In recent weeks, the story of the fox «Run» has captured the attention of all Peruvians. The news is just one of thousands of cases in the country related to illegal wildlife trafficking, an activity that threatens more than 300 different species in Peru, according to the National Forest and Wildlife Service (SERFOR).
This and other environmental crimes, such as illegal logging and mining, are complex issues that need to be understood and brought to the attention of society.
USAID’s Prevenir project commissioned communications consultancy Lec & Hunter to create a free integrated communications platform called «toolbox», This is aimed at journalists and communicators, with the aim of promoting an informed society with reliable sources for solving environmental crimes.
The initiative was born to strengthen the investigative capacity of journalists and communicators at the national level, providing them with the resources to develop effective content on cases related to environmental crime, thereby gaining greater visibility on the national public agenda.

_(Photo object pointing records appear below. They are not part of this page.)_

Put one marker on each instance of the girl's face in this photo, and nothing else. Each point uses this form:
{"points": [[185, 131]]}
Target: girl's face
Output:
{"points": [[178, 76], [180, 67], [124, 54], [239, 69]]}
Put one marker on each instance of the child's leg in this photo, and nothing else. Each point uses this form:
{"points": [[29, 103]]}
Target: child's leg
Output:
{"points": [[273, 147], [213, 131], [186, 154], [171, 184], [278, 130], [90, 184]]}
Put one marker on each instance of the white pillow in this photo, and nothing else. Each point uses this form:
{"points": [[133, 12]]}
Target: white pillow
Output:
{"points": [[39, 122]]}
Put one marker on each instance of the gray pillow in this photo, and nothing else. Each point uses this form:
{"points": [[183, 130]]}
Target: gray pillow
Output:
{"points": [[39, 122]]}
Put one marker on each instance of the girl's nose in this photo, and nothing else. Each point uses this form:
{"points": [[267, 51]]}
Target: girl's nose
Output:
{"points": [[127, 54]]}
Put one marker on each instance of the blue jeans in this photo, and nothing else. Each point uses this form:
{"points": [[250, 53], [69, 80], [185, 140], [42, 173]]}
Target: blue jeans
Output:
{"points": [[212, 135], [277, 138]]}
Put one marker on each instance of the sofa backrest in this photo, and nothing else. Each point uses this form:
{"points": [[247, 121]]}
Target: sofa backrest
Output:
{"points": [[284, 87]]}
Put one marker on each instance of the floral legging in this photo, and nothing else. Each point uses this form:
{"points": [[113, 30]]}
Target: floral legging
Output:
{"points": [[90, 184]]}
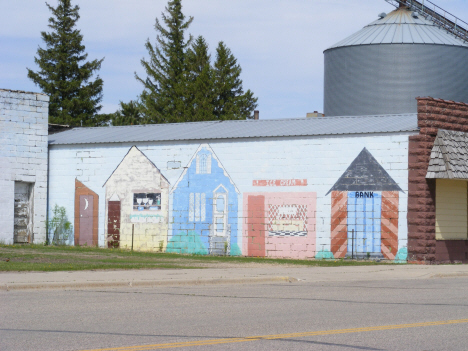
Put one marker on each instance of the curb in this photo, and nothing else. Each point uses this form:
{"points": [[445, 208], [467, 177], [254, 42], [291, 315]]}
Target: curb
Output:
{"points": [[145, 284]]}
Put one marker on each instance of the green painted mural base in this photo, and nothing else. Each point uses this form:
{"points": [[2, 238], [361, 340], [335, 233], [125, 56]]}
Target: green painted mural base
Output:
{"points": [[402, 255], [324, 255], [186, 243], [235, 250]]}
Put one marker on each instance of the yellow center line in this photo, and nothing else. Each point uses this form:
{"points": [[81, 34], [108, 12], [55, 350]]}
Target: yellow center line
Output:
{"points": [[278, 336]]}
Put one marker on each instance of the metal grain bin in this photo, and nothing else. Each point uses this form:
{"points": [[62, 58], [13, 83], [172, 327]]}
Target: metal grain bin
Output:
{"points": [[385, 66]]}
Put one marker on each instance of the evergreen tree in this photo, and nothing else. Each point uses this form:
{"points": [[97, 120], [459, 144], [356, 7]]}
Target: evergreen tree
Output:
{"points": [[164, 97], [200, 83], [128, 114], [65, 74], [231, 102]]}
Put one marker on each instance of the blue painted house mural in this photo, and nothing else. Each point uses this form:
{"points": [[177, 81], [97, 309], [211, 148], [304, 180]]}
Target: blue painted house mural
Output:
{"points": [[204, 208]]}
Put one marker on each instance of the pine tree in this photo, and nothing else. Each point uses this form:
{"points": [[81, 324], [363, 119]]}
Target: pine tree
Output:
{"points": [[200, 83], [164, 95], [128, 114], [231, 102], [65, 74]]}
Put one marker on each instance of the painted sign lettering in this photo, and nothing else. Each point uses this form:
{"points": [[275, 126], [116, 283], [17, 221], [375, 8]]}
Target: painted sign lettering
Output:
{"points": [[280, 182], [367, 195]]}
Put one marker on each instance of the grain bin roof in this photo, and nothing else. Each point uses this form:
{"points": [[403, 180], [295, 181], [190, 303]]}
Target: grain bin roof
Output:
{"points": [[400, 27], [238, 129]]}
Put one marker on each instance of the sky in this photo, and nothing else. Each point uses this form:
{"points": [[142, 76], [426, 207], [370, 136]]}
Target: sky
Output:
{"points": [[278, 43]]}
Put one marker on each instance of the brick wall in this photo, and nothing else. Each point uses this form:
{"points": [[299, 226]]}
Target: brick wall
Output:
{"points": [[23, 156], [433, 114]]}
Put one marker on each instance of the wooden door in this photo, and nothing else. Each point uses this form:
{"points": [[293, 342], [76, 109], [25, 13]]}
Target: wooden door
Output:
{"points": [[86, 220], [23, 213], [364, 222], [256, 223], [113, 224]]}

Although the scope of the Toolbox web platform is national, it must be emphasized that its work focuses on the Peruvian Amazon, particularly the regions of Loreto, Ucayali and Madre de Dios, where degradation rates and loss of forest And owns 50% of the country’s forests.
The Toolbox contains four types of downloadable content:
- Specific information on different environmental crimes to date.
- Case study analysis from journalistic investigations.
- Audio-visual recommendations from famous Peruvian journalists.
- You can get different tools for information, data, images, financing options, training and more.
The tool is aimed at journalists as well as different Indigenous communicators who play a leadership role in their communities, which is why the portal includes Asháninka and Awajún video tutorials.
Given the economic fallout of the pandemic, Toolbox also provides a list of platforms and hubs to fund journalism projects.
On the other hand, it includes a playlist of more than 30 short clips with practical advice from eight well-known journalists with experience in local investigative journalism, such as Daniel Yovera, Milagros Salazar and others.
This group of well-known journalists also joins the ranks of environmental authorities who participate in the construction and verification process of the platform’s content, such as Lucía Ruiz, the former environment minister of Peru: “Now is the time for accurate information to reach Accessibility is critical to the work of communicators. It is great to have the opportunity to be involved in building a tool to speed up the work of journalists, but most importantly of being vigilant citizens, committed and mindful of the negative impacts that affect our natural heritage every day.»
In short, every part of the web is designed to facilitate the process of creating reports, providing input, references, sources and platforms to make news coverage of our nation easier and more useful. Access to this platform is free.
How do I know where a photo is from?
There are millions of photos circulating on the internet. Before using any image, you should search Tin Eye or Google Images, these platforms can confirm the source of the image, and should also show any pages where the image was used.